End-to-end MapReduce pipeline that extracts the top-100 collocations per decade for Hebrew and English using log-likelihood ratio (LLR). The pipeline runs on Amazon EMR and is orchestrated locally by a standalone runner that uploads the jar, creates a cluster, and submits steps in order.
- Inputs: Google N-grams 2-gram corpora (SequenceFileInputFormat).
- Filtering: removes bigrams containing stopwords (heb/eng lists in resources).
- Output: top-100 bigrams per (language, decade) sorted by LLR, written to S3.
- No in-memory assumptions: joins are streaming reduce-side; top-100 uses bounded heap.

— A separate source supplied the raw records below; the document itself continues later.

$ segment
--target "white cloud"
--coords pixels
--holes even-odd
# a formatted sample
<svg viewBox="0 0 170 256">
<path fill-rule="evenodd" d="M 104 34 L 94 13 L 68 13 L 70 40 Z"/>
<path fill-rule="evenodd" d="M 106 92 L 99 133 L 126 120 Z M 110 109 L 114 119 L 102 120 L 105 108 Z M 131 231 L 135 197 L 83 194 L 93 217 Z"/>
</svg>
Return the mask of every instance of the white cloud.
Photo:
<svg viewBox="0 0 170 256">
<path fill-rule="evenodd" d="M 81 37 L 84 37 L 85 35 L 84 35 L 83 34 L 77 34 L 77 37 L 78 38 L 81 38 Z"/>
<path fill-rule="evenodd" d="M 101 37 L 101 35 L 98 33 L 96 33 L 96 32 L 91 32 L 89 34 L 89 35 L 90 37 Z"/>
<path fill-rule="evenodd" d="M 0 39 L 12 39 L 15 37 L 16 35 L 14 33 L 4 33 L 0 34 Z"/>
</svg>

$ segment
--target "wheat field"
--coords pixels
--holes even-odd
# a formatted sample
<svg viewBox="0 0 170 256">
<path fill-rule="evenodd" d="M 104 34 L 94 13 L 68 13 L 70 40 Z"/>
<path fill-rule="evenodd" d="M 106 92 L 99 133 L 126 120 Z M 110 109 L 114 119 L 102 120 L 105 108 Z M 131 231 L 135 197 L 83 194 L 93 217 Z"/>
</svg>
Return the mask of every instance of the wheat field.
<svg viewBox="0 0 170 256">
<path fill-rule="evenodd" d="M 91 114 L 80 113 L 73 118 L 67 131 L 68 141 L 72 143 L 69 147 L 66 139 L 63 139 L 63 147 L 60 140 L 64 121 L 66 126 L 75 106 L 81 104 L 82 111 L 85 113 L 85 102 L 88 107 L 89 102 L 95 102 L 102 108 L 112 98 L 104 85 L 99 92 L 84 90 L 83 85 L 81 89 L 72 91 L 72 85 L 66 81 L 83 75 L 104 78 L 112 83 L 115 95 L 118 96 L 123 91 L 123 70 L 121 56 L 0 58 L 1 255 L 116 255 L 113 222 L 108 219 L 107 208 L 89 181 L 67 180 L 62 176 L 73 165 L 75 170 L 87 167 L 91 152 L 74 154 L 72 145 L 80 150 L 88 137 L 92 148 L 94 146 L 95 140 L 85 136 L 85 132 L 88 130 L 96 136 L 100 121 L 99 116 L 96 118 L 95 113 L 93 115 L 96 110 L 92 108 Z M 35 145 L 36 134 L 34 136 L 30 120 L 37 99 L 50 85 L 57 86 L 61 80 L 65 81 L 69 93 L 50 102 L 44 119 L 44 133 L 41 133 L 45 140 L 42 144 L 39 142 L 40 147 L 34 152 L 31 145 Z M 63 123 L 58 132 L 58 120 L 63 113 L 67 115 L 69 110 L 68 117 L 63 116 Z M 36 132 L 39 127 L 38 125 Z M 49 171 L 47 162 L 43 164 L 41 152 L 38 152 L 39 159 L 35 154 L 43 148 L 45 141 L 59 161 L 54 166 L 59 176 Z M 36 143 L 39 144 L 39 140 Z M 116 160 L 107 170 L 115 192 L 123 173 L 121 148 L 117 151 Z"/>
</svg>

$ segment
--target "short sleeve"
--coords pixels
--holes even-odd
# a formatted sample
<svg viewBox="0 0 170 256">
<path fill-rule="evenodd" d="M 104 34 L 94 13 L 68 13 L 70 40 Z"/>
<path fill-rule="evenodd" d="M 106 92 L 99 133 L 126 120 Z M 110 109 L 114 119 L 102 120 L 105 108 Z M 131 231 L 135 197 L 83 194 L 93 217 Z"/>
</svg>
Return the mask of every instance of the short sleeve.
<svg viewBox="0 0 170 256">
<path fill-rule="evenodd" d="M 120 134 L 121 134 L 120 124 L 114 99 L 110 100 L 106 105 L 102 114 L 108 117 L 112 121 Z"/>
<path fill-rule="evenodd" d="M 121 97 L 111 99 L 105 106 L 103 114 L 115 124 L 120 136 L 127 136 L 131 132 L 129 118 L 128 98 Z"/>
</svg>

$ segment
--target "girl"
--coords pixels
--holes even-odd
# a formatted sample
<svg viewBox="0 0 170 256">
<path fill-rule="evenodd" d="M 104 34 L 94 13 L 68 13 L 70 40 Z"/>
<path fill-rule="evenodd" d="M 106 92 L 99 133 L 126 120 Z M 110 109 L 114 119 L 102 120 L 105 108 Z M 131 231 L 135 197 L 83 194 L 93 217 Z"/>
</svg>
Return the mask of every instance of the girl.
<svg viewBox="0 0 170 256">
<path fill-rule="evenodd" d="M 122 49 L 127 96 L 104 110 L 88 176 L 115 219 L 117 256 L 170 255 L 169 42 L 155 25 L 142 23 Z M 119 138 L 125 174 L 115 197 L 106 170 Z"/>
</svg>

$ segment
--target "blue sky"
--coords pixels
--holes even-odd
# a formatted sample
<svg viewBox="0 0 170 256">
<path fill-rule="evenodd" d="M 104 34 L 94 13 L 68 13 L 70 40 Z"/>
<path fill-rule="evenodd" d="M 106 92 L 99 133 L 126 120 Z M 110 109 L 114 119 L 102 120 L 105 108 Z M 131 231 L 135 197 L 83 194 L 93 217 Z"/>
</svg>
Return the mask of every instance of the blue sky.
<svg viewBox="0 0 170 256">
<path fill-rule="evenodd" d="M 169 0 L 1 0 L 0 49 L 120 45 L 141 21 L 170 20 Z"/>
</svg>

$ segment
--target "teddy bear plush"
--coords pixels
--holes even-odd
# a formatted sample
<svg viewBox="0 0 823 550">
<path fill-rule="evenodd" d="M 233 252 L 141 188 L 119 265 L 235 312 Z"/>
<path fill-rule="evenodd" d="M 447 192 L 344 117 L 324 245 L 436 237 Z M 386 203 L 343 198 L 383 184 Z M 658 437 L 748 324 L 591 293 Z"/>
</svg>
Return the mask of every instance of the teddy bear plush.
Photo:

- Counts (with combiner): emit C12, C1, C2, and N per decade.
- Join by w1: attach C1 to each (w1,w2).
- Join by w2: attach C2 to each (w1,w2).
- LLR: load N per decade and compute LLR for each bigram.
- Top-100: keep highest LLR per decade.
- Hebrew 2-gram:
s3://datasets.elasticmapreduce/ngrams/books/20090715/heb-all/2gram/data - English 2-gram (GB):
s3://datasets.elasticmapreduce/ngrams/books/20090715/eng-gb-all/2gram/data
mvn -DskipTests package
Hebrew only (faster, combiner counts only):
java -cp target\\collocations-1.0-SNAPSHOT.jar collocations.EmrFlowRunner --jar target\\collocations-1.0-SNAPSHOT.jar --bucket <your-bucket> --logUri s3://<your-bucket>/hw2/emr-logs/ --runLangs he --stopwordsHe heb-stopwords.txt --instanceType m4.large --instanceCount 2 --countsMode combinerOnly
Both languages (include no-combiner counts run for counters report):
java -cp target\\collocations-1.0-SNAPSHOT.jar collocations.EmrFlowRunner --jar target\\collocations-1.0-SNAPSHOT.jar --bucket <your-bucket> --logUri s3://<your-bucket>/hw2/emr-logs/ --runLangs he,en --stopwordsHe heb-stopwords.txt --stopwordsEn eng-stopwords.txt --instanceType m4.large --instanceCount 2 --countsMode both
All outputs are written to:
s3://<your-bucket>/collocations/<lang>/<runId>/
Final results:
s3://<your-bucket>/collocations/<lang>/<runId>/job5-top100/part-r-00000
--countsMode combinerOnlyskips the no-combiner counts job to reduce runtime.- Counters report for job1 counts is saved as
counters-report.txtin the counts output folder. - EMR logs are written to the
--logUriprefix and include step syslogs.